(Paris) Impact psychologique, entraînements chamboulés, peur des combats et déménagements forcés… Les para sportifs ukrainiens préparent les Jeux paralympiques de Paris, avec la guerre en toile de fond depuis deux ans, alors que leur délégation était parmi les plus performantes lors des dernières éditions.

« L’objectif principal de chaque journée, c’était de rester en vie », explique à l’AFP Danylo Chufarov, 34 ans, se remémorant les jours et les nuits passés sous les bombes avec sa femme à Marioupol en 2022.

Comme le vice-champion paralympique de natation du 400 m en catégorie S13 (déficience visuelle importante) de Pékin-2008, les têtes d’affiche ukrainiennes, médaillables lors des Jeux de Paris, ont vu leur préparation passer au second plan en février 2022, lorsque la Russie a envahi l’Ukraine.

La délégation jaune et bleue fait souvent belle figure sur la scène paralympique : sixième du tableau des médailles à Tokyo en 2021, elle avait même pris la troisième place cinq ans plus tôt à Rio avec 117 médailles (41 en or).

« On reste »

Comme Chufarov, Mykhailo Serbin, 20 ans et champion paralympique du 100 m dos S11 (déficience visuelle) a subi « dix jours de bombardements permanents » à Kharkiv, avant de partir pour une autre ville.

« Mon entraîneur et moi étions dans le même état d’esprit : “On reste, on travaille, et on gagne, quoiqu’il arrive” », a-t-il déclaré à l’AFP.

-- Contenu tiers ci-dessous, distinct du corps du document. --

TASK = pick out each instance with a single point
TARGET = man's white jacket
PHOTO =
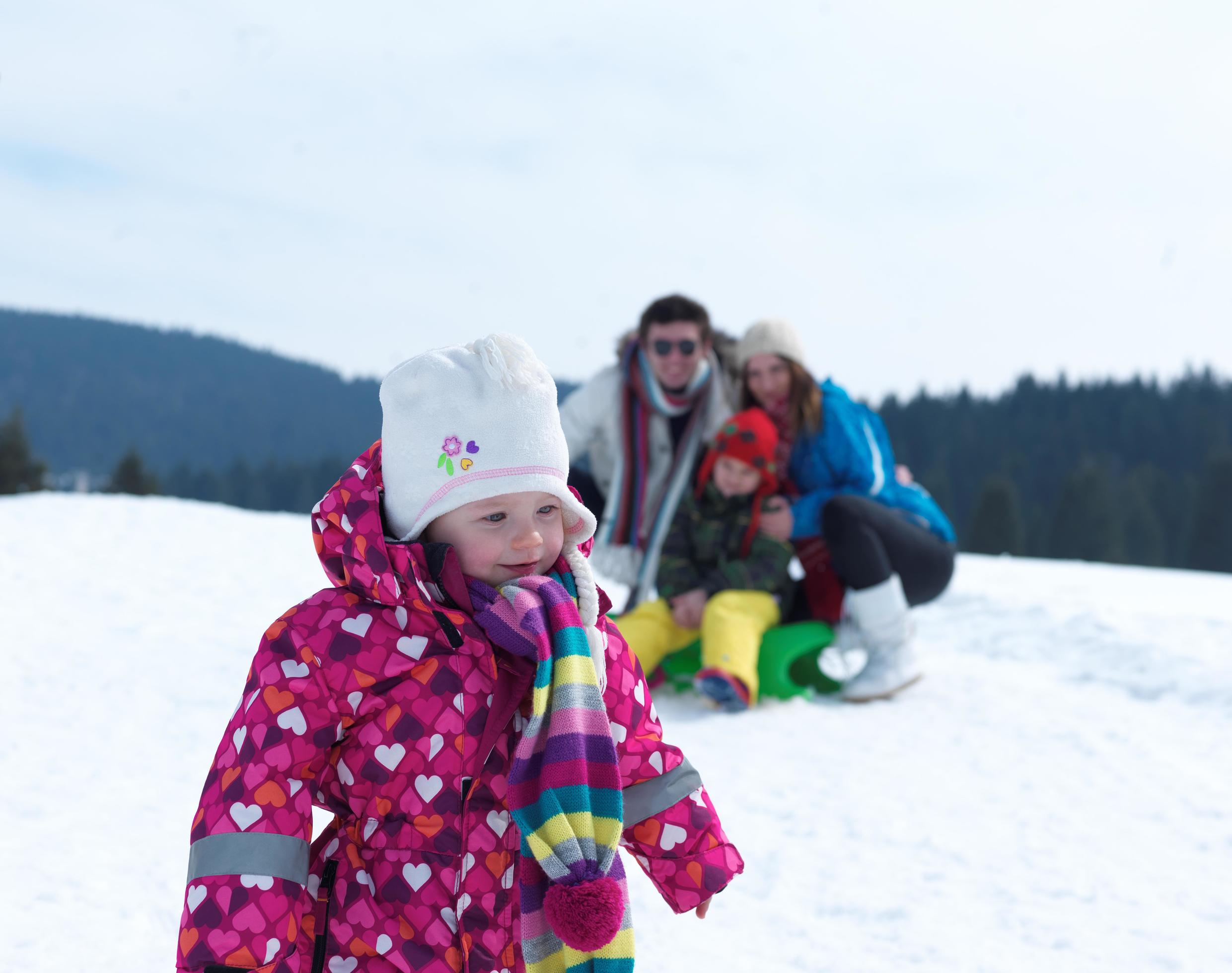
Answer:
(592, 420)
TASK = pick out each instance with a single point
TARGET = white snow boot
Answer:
(881, 614)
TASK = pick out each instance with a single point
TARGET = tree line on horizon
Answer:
(1125, 472)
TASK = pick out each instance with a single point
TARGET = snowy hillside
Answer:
(1055, 795)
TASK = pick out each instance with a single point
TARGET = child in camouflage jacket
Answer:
(720, 577)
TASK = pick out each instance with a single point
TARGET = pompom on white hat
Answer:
(471, 421)
(770, 338)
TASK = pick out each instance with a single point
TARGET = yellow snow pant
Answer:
(732, 626)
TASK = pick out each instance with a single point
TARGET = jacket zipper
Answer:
(327, 884)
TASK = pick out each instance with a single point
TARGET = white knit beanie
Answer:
(471, 421)
(770, 338)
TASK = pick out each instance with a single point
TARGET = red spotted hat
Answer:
(749, 436)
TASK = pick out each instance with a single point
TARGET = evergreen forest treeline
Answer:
(1135, 472)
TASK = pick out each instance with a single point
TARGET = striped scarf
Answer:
(644, 397)
(565, 790)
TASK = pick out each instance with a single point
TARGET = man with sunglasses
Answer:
(641, 424)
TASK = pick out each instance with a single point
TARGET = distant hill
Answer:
(93, 388)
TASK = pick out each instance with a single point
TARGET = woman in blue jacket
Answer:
(889, 541)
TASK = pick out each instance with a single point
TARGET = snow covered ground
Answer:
(1055, 795)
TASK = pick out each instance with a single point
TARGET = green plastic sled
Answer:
(787, 664)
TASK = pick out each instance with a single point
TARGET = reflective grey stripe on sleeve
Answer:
(249, 854)
(659, 794)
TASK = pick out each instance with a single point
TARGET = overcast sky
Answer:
(936, 194)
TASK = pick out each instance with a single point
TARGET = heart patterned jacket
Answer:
(380, 700)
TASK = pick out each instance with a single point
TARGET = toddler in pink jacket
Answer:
(459, 700)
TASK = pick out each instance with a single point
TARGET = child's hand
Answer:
(687, 609)
(777, 519)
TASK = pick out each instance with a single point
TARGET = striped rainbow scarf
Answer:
(565, 790)
(629, 505)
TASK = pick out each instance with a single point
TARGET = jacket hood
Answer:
(349, 536)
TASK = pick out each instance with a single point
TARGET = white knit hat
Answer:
(466, 423)
(770, 338)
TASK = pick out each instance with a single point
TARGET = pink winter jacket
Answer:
(382, 701)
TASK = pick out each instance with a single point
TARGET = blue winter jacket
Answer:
(852, 455)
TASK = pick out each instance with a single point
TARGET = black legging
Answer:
(870, 541)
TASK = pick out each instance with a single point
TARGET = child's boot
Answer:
(881, 614)
(723, 689)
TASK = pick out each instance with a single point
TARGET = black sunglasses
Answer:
(663, 348)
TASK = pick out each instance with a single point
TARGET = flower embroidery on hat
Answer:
(451, 447)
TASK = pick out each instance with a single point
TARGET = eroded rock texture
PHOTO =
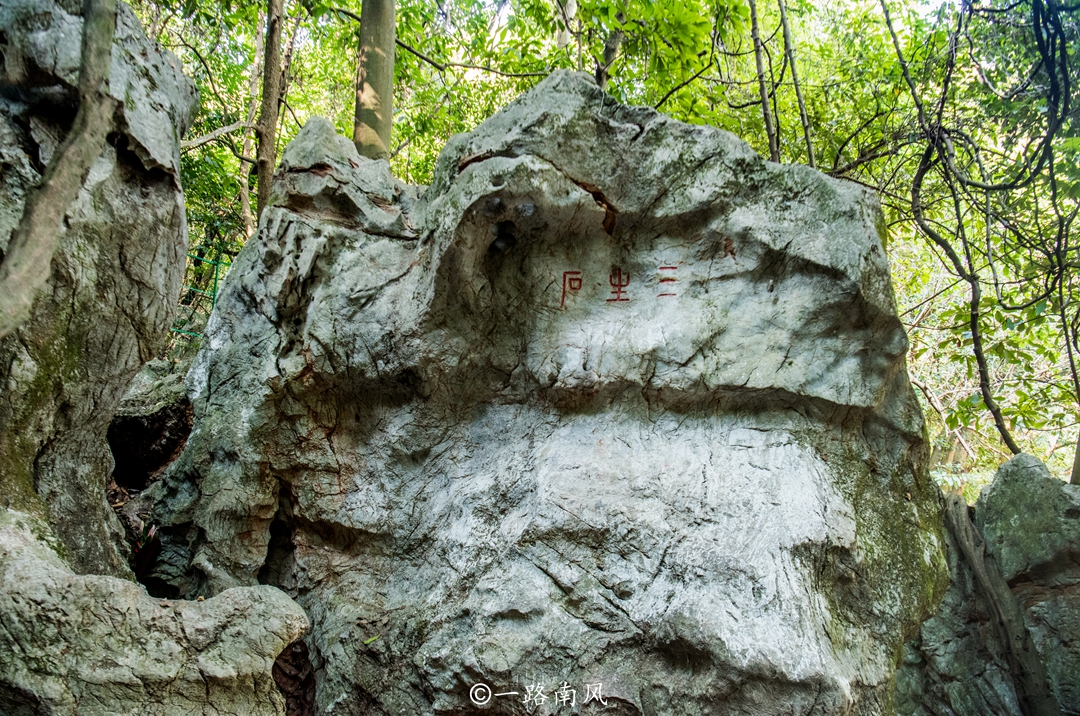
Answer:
(115, 279)
(613, 402)
(99, 646)
(75, 639)
(958, 664)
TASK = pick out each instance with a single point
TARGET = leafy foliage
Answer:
(968, 105)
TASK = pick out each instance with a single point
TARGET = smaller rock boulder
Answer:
(99, 646)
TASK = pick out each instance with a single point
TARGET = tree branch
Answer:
(206, 138)
(28, 262)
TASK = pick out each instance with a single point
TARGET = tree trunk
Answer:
(267, 129)
(27, 264)
(610, 52)
(1075, 480)
(790, 50)
(375, 80)
(763, 90)
(253, 107)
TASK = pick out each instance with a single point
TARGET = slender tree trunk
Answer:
(763, 90)
(1029, 676)
(1075, 480)
(286, 67)
(375, 79)
(253, 108)
(610, 52)
(267, 127)
(27, 262)
(790, 50)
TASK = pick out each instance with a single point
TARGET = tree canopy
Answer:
(960, 115)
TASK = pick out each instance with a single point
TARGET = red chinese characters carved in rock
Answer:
(619, 282)
(666, 281)
(571, 284)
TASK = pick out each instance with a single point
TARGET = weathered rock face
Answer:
(615, 403)
(115, 279)
(98, 646)
(88, 644)
(1030, 522)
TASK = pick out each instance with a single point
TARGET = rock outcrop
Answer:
(99, 646)
(115, 279)
(615, 407)
(1030, 523)
(75, 637)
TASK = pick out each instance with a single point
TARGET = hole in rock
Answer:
(504, 239)
(144, 445)
(296, 679)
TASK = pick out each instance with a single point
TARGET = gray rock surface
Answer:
(98, 646)
(115, 279)
(616, 402)
(1030, 523)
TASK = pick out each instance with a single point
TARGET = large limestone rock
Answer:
(115, 280)
(99, 646)
(72, 638)
(957, 664)
(616, 402)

Serbin dit avoir le soutien de sa famille : « ils ne voulaient pas que j’abandonne ce qui est ma raison d’être ». Le jeune nageur assure « ne pas regretter de rester en Ukraine ».

« Qui peut savoir ce qui se passerait ailleurs, quelles épreuves nous y attendraient ? Être à la maison, c’est toujours mieux », juge le spécialiste du dos.

Mais rester au pays implique de devoir composer avec une guerre entrée dans sa troisième année le 24 février. « Récemment, quand nous sommes arrivés à l’entraînement, la ville a été attaquée, nous avons dû descendre dans l’abri anti-bombe et attendre la fin du bombardement », raconte-t-il.

Pour Chufarov, triple champion du monde à Manchester en 2023, 15 ans après ses deux médailles paralympiques de Pékin, l’enfer vécu à Marioupol, tombée aux mains des Russes en mai 2022, a eu « un impact énorme sur notre santé ».

« Pendant cette période, toutes nos pensées étaient concentrées sur notre survie », dit le nageur, avant d’ajouter : « Ceux qui ont réussi à survivre sont devenus des personnes différentes, et ça ne pourra plus changer. »

Selon les autorités ukrainiennes, le siège de Marioupol (février à mai 2022), grande ville portuaire aujourd’hui sous contrôle russe, a, à lui seul, fait au moins 25 000 morts, enterrés dans des charniers.

« Au stress et à la surcharge mentale s’ajoutaient le manque de sommeil, de nourriture et d’eau potable », explique le trentenaire qui a fui la ville du sud de l’Ukraine avec sa compagne.

Il a ensuite passé six mois sans s’entraîner : « ça paraissait n’avoir plus de sens », confie-t-il.

Larmes et médailles

Et même loin de Marioupol, la guerre a continué à perturber ses entraînements. « Les attaques aériennes et les missiles fréquents faisaient qu’il était parfois impossible d’aller à la piscine ou au gymnase », décrit-il.

Andrii Demchuk, champion paralympique d’escrime en fauteuil roulant en 2016 à Rio, a préféré quitter le pays, direction la Pologne et Varsovie.

Le sabreur de 36 ans a toutefois participé à l’effort de guerre à sa façon, en échangeant avec les soldats revenus mutilés du front.

« J’étais avant tout là pour communiquer, et essayer de gagner la confiance des soldats, pour qu’ils me parlent d’amputation, des prothèses, du sport […] », déclare-t-il à l’AFP.

« À mon avis, le plus gros problème auquel doivent faire face les soldats amputés est de comprendre qu’on peut continuer à vivre et qu’une vie presque sans soucis est possible », poursuit l’escrimeur, qui s’alignera aux Championnats d’Europe prévus en France en mars.

« La guerre ajoute un contexte émotionnel » aux compétitions, estime-t-il. « Presque chaque médaille vient avec des larmes parce que vous comprenez que beaucoup de vos proches et amis ne verront pas cette victoire et ne pourront pas la célébrer avec vous. »

Et Andrii Demchuk de conclure : « Toutes les victoires sont bonnes à prendre pour l’Ukraine désormais, sur la ligne de front comme dans le monde du sport ».